I am a stochastic analysis student and am particularly interested in stochastic differential equations. What always struck me as odd is how little PDE (or even ODE for that matter) seems to have anything to do with SDE. My reasons for thinking so are the following.
- I've read on SDE many times and never encountered a single mention of PDE/ODE
- My master's programme offers almost nothing on PDE.
- Searching for both tags on math.SE
- I encountered PDE literally only once in my life, while dealing with continuous time Markov processes.

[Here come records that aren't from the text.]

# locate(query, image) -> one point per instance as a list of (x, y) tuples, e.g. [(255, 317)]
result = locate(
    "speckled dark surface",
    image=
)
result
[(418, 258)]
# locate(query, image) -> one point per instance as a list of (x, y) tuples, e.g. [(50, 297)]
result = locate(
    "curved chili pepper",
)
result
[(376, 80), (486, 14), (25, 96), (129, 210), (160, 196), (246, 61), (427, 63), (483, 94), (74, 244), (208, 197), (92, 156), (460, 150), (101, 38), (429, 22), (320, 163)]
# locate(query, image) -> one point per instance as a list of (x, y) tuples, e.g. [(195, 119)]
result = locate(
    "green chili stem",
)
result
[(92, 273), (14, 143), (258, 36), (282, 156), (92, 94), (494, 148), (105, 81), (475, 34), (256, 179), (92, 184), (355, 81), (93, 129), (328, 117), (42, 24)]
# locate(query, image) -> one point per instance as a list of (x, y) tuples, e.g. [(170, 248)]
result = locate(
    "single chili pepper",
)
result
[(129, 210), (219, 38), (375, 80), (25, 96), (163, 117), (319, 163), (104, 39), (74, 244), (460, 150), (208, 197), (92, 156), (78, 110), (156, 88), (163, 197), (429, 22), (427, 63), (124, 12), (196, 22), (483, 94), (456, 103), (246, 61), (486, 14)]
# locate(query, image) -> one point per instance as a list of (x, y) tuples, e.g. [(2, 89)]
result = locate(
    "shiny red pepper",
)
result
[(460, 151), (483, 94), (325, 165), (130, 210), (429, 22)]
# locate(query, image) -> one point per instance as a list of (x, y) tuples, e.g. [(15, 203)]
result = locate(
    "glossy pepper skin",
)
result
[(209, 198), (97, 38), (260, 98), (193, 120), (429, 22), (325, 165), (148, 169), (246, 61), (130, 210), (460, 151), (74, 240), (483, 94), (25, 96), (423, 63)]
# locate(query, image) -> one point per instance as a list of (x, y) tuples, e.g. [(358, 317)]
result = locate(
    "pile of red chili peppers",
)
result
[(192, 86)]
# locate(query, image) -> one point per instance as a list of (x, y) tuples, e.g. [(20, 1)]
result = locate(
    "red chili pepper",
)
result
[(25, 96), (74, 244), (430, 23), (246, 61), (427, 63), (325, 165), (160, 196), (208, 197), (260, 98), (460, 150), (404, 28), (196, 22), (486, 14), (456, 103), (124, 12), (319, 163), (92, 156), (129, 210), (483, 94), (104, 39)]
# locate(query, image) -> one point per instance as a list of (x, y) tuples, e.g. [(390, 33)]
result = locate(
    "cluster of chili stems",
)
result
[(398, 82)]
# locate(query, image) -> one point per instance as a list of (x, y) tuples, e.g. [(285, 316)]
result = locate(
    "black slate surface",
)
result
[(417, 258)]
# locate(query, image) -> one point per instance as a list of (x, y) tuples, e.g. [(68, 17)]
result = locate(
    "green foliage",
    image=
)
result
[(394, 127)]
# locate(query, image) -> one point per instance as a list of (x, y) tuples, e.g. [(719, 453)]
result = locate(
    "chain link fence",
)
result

Recently, I've been drifting towards biology and started encountering PDEs more and more. This is not surprising, as they are arguably much more useful in that area than SDEs. It makes me wonder, however, whether I should perhaps devote time to ODE/PDE. This leads me to the following questions:
- Are PDE really so rarely relevant when it comes to SDE? Or possibly stochastic analysis in general?
- What could a stochastics student take away from studying ODE/PDE? What areas should he/she focus on (if any)? (e.g. very basics of ODE, at least)
- Since I am going into biology and thus might regret not knowing more PDE, how much sense would it make to make them a serious (secondary) area of study? Could sometimes PDE and SDE be seen as two approaches to the same problem, or be somehow analogous? Could they compliment each other, or would I just be doomed to be studying two mostly unrelated fields?